Bank of England Governor Mark Carney has achieved a coup with the finding that the lowest number of Britons since November 2008 expect interest rates to rise over the next 12 months, suggesting his forward guidance policy has permeated the public's conscience.

Of those polled in the BoE's inflation attitudes survey, conducted by pollster GfK NOP, only 29% expect rates to increase, compared with 34% in May 2013.

It is only the fourth time when fewer respondents expected rates to rise since the survey began in 1999.

When asked the question about what would be best for the economy - higher interest rates, lower rates or no change - 15% thought that rates should go up against 16% in May.

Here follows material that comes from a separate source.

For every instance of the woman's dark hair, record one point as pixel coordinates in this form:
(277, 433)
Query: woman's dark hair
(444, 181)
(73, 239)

A total of 41% thought that interest rates should stay where they are compared to 35% in May, again reinforcing Carney's point that markets have misunderstood his forward guidance policy by being far too bearish.

Market scepticism of forward guidance has appreciated sterling and pushed up gilt yields.

Meanwhile 19% of respondents thought that the interest rates should go down compared to 20% in May.

Best Rate for Me?

Interestingly, when asked what would be "best for you personally", there was no clear cut response.

There were 22% of respondents who though rates should go up, the same as in May, and 26% of said it would be better for them if the interest rates were to go down, slightly down on the 27% reading in May

Responses towards the what is best for you personally question may be defined by whether the person is a spender or saver.

Carney has made it clear that his forward guidance is meant to support growth, with low interest rates related to some flexibility on the inflation target and acceptance of higher inflation.

His dovish strategy penalises pensioners with a policy that some have argued is far too soft on fears of high inflation.

Public Attitudes vs Market Expectations

It seems that public attitudes towards the path of future interest rates and market expectations are in conflict with each other.

Carney hopes that his forward guidance will persuade everyone that low interest rates are here to stay, but it remains to be seen if he can pull off this great gamble.

For now, this survey conducted from the 8-13 August has probably brought him a little smile.